Andrea aún recuerda la primera vez que llegó a la Argentina para visitar a Luca. Retiro le recordó a Londres y viajaron a Traslasierra con su hermana Michela y Luca durmiendo en el tren de noche hasta llegar a Villa Dolores, y desde ahí hasta Nono por una interminable nube de polvo. “Conociéndolo, pensaba en qué mierda estaría haciendo acá. Yo me mato, pensaba. Pero él se había sacado de encima la droga, estaba hablando castellano y les tomaba el pelo a los locales con el acento cordobés. Todos se cagaban de risa.” Los hermanos encontraron un nuevo Luca, jugando como un niño en la pileta de los McKern, haciéndose el monstruo con las hijas de Timmy, cocinando su receta italiana: calabacitas rellenas de carne. “Era una vida sana, hermosa”, cuenta. Un renacimiento vital y una explosión creativa. Aunque, tristemente, había cambiado una condena por otra: el alcohol era su nueva sentencia.
Todos coinciden en que la muerte no era un asunto que a Luca lo inquietara demasiado. “No estar aferrado a nada lo hacía totalmente libre”, concluye Timmy. Igual piensa Andrea, que siente que el suicidio de su hermana Claudia gatilló en Luca una especie de pacto con la muerte, un remolino del que no podía salir. “En el cerebro de Luca, la muerte tuvo un lugar muy grande. Era el equilibrio perfecto con la luz que emitía. Era una montaña rusa de sentimientos. Para bancarse lo que se bancó su piel, había que tener mucha fuerza. Era un elemento de autodestrucción casi japonés, kamikaze. Sumo.”

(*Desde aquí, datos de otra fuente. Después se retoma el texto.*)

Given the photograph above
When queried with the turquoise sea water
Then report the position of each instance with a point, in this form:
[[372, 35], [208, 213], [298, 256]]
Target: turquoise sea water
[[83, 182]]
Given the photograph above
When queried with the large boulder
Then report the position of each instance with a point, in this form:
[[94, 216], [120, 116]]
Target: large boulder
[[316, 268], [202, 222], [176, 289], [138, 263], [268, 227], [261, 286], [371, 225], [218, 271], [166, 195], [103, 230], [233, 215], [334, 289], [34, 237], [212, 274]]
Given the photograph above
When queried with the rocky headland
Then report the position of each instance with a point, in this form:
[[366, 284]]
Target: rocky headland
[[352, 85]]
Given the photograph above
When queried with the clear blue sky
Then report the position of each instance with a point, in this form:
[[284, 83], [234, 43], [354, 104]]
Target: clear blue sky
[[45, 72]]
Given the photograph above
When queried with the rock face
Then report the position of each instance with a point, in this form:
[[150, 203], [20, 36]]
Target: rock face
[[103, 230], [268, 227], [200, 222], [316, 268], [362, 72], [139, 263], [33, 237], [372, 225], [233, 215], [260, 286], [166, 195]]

Germán, uno de los pocos que lo enfrentaba por sus excesos –eso una vez le costó que Luca le abriera la cabeza con un hueso–, va más allá: “Nunca quise que muriera, loco. Un amigo no es aquel que siempre te mueve la cola para que seas feliz. Con Luca conocí la amistad verdadera. Y si nos teníamos que cagar a piñas, nos cagábamos a piñas por amor. Siempre terminábamos abrazados. Es muy loco pensar que hace 30 años que pasó todo esto. Luca era un especialista en supervivencia. Había estado en la cárcel, en la calle, en sus infiernos con la heroína. No le temía a la muerte para nada. Cuando se encontró con este paisaje, con nosotros, se dio la posibilidad de estirar el tiempo. Hay una canción que le escribe a su hermana Claudia, Warm Mist, donde le dice que él iba a morir brillando. Un día, cuando ya vivíamos de la música y había logrado domar sus demonios, me dijo que para él era demasiado tarde. Eso es triste. Le pregunté qué iba a hacer yo. Me tocó el hombro y me dijo: «Tienes que seguir». Él nunca lo supo, pero ese fue el mejor consejo que me dio. Era un pendejo que no había tenido amor. Tenía apenas 34 años. ¿Hasta dónde hubiera llegado Sumo si él hubiese estado bien? Es el gran enigma que va a quedar para la eternidad. La gente que uno ama está dentro del corazón de uno. Luca sigue generando reacción, y esa es la semilla del arte”.